Problem statement and setup

The optimization goal is to straighten the saw blades with the HAMMERHEAD 3000 as fast as possible without damaging the blades by choosing the best combination of the four mentioned process parameters. This problem is to be solved with the presented approach as an industrial application in the course of the presented architecture. As a standard policy, a parameterization is chosen in consultation, which has hardly any effect even on thin steel. The safety threshold is defined by shapes of blade that can no longer be processed by the system in a targeted manner. Before and after each processing cycle, we measure at 14 up to 15 segments and 9 up to 11 lanes (depending on the size of the blade). For each segment, the mean value of the difference between the target shape and the current shape is determined and serves as one input variable. The second input variable for the model is the measured difference on the back of the blades. A whole work cycle consists of three rounds in which each lane is pressed with a calculated force (based on the difference and the model power) to form the blade correctly. These cycles take between 15 and 25 min depending on the required intermediate steps. After each cycle, the process performance is calculated from the performed measurements and provided to the model which chooses the action values for iterative learning.

A saw blade counts as completed as soon as the back tension as well as the blade tension have less than a 15% deviation to the target shape. This can be complicated by the fact that the processing of one criterion impacts the others, often leading to ambiguous behaviour. For example, in the case of an over-tensioning blade, the back is shortened by removing the tension with pressing on the according point. This might lead to a shorter back. If the back then has to be lengthened again by the corresponding pressure points, this increases the tension.

Table 1 Required straightening cycles during learning until done criteria reached

Experiments and results

To prove the generality, different saw types are used for evaluation. In Fig. 7, six examples of blade shapes before and after straightening are compared. The differences between the blade shape before the machining can vary very strongly. While Fig. 7A and B are very similar, for example, 7C has under-tension and Fig. 7E has strong over-tension. To take this into account, we define a two-dimensional context where one dimension summarizes the current overall tension, and the second dimension is the measured back tension of the saw blade.
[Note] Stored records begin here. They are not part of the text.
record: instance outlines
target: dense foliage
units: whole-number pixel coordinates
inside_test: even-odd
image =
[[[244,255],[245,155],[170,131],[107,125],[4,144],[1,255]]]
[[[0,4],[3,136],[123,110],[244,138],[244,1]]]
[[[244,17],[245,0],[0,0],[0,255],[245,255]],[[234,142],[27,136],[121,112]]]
We evaluated the implementation by straightening three blade types with different thicknesses and lengths. The results are summarized in Table 1. The improvement between the first blade to the second blade is remarkable. Especially with the type 6200x100x1.0, it is very pronounced due to the similarity of these two blades (Fig. 7A and B). Unfortunately, no other blades of this type were available. For the other types, it can be seen how a very different context has an effect and thus restricts the learning transfer between processed saw blades. However, a process optimization was achieved in all of the three blade types, as the model was able to complete them within a few cycles. We hypothesize that the blade type 6160x100x0.9 is harder to optimize, due to the thin steel, and that the parameterization to deal with the ambivalent behavior is more sensitive. A correlation between blade thickness and the required processing cycles for the initial blade can be identified. This is logically justifiable, since the same default policy is applied for all cases, and thicker blades require higher pressure parameters for the desired straightening. For the field application, it is therefore recommended to query the blade thickness and to adjust the default policy accordingly. This will lead to an even quicker learning progress.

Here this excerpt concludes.